Barack Obama’s Testimony
Excerpted from the Illinois Senator’s speech to the UCC General Synod on June 23, 2007 at the Hartford Civic Center as part of the denomination’s 50th anniversary celebration.
But I also get the sense that there's a hunger that's deeper than that – a hunger that goes beyond any single cause or issue. It seems to me that each day, thousands of Americans are going about their lives – dropping the kids off at school, driving to work, shopping at the mall, trying to stay on their diets, trying to kick a cigarette habit – and they're coming to the realization that something is missing. They're deciding that their work, their possessions, their diversions, their sheer busyness, is not enough.
They want a sense of purpose, a narrative arc to their lives. They're looking to relieve a chronic loneliness. And so they need an assurance that somebody out there cares about them, is listening to them – that they are not just destined to travel down that long road toward nothingness.
And this restlessness – this search for meaning – is familiar to me. I was not raised in a particularly religious household. My father, who I didn't know, returned to Kenya when I was just two. He was nominally a Muslim since there were a number of Muslims in the village where he was born. But by the time he was a young adult, he was an atheist. My mother, whose parents were non-practicing Baptists and Methodists, was one of the most spiritual souls I ever knew. She had this enormous capacity for wonder, and lived by the Golden Rule. But she had a healthy skepticism of religion as an institution. And as a consequence, so did I.
It wasn't until after college, when I went to Chicago to work as a community organizer for a group of Christian churches, that I confronted my own spiritual dilemma. In a sense, what brought me to Chicago in the first place was a hunger for some sort of meaning in my life. I wanted to be part of something larger. I'd been inspired by the civil rights movement – by all the clear-eyed, straight-backed, courageous young people who'd boarded buses and traveled down South to march and sit at lunch counters, and lay down their lives in some cases for freedom. I was too young to be involved in that movement, but I felt I could play a small part in the continuing battle for justice by helping rebuild some of Chicago's poorest neighborhoods.

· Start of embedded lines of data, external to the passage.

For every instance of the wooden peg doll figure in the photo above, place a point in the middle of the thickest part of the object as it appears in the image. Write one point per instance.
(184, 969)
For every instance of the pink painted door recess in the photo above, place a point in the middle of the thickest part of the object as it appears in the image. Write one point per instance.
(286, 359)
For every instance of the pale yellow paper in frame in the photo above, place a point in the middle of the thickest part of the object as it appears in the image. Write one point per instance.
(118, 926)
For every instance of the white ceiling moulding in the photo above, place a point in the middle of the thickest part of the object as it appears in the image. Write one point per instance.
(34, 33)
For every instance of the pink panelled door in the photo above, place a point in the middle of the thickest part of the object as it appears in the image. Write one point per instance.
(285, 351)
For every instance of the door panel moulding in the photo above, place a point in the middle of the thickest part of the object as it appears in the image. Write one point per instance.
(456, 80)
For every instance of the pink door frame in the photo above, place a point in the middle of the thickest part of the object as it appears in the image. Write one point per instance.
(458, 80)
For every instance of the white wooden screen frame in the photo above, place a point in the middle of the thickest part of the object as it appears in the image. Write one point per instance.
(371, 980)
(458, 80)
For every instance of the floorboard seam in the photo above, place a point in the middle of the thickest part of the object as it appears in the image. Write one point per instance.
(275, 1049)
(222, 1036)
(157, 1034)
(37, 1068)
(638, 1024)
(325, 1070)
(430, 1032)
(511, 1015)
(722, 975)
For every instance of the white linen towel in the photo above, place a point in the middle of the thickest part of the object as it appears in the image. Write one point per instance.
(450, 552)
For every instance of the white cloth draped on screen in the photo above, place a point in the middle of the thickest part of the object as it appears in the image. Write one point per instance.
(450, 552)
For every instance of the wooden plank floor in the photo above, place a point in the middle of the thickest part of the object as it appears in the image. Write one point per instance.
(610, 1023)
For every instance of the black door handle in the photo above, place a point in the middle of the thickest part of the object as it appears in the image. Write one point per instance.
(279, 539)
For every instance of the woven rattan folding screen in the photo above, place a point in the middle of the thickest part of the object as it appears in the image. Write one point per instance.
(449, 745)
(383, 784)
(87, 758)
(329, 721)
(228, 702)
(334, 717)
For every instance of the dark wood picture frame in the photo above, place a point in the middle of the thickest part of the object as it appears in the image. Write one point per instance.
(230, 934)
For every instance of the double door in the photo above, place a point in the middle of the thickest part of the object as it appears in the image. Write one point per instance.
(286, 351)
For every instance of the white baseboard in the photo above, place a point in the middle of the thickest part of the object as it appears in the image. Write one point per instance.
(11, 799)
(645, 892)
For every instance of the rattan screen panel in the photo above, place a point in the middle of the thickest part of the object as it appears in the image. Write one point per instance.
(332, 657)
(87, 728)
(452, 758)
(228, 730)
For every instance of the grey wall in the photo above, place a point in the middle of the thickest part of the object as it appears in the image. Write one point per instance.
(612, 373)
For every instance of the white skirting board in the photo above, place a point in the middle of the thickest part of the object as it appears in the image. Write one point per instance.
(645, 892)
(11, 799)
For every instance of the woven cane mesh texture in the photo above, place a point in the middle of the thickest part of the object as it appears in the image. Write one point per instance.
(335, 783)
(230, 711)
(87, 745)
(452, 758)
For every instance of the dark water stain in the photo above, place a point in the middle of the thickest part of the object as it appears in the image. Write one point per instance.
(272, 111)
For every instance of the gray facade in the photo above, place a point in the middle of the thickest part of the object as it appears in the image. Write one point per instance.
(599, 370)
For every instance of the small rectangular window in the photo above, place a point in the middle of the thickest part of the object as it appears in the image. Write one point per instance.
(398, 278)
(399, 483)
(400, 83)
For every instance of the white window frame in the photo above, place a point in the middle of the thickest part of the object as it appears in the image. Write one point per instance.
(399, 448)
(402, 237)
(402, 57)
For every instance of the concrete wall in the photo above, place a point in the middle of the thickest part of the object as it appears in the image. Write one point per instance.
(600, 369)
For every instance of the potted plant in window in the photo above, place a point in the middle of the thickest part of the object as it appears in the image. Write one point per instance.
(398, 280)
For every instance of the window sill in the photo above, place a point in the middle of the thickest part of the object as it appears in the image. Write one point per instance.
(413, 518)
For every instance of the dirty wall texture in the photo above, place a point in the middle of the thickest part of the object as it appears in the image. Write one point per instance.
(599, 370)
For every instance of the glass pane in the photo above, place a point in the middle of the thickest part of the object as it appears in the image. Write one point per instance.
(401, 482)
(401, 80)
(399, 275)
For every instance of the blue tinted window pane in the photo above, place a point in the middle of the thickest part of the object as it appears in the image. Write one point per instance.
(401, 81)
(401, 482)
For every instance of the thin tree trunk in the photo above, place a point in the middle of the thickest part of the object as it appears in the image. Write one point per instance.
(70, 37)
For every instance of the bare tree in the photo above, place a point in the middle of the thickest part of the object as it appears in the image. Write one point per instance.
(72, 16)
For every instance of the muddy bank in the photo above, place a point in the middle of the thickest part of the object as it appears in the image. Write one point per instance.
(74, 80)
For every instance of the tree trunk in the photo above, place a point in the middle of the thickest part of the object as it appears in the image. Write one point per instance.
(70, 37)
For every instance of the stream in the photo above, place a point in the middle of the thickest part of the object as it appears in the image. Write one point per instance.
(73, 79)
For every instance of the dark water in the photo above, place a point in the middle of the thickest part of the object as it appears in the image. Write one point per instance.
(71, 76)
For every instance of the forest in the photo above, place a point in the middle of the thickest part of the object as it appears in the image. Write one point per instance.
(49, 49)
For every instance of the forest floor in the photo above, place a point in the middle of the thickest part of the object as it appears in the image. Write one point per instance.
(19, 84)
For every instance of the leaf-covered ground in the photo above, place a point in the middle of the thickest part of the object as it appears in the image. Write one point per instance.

So it's 1985, and I'm in Chicago, and I'm working with these churches, and with lots of laypeople who are much older than I am. And I found that I recognized in these folks a part of myself. I learned that everyone's got a sacred story when you take the time to listen. And I think they recognized a part of themselves in me too. They saw that I knew the Scriptures and that many of the values I held and that propelled me in my work were values they shared. But I think they also sensed that a part of me remained removed and detached – that I was an observer in their midst.
And slowly, I came to realize that something was missing as well – that without an anchor for my beliefs, without a commitment to a particular community of faith, at some level I would always remain apart, and alone.
And it's around this time that some pastors I was working with came up to me and asked if I was a member of a church. "If you're organizing churches," they said, "it might be helpful if you went to church once in a while." And I thought, "Well, I guess that makes sense."
So one Sunday, I put on one of the few clean jackets I had, and went over to Trinity United Church of Christ on 95th Street on the South Side of Chicago. And I heard Reverend Jeremiah A. Wright deliver a sermon called "The Audacity of Hope." And during the course of that sermon, he introduced me to someone named Jesus Christ. I learned that my sins could be redeemed. I learned that those things I was too weak to accomplish myself, He would accomplish with me if I placed my trust in Him. And in time, I came to see faith as more than just a comfort to the weary or a hedge against death, but rather as an active, palpable agent in the world and in my own life.
It was because of these newfound understandings that I was finally able to walk down the aisle of Trinity one day and affirm my Christian faith. It came about as a choice, and not an epiphany.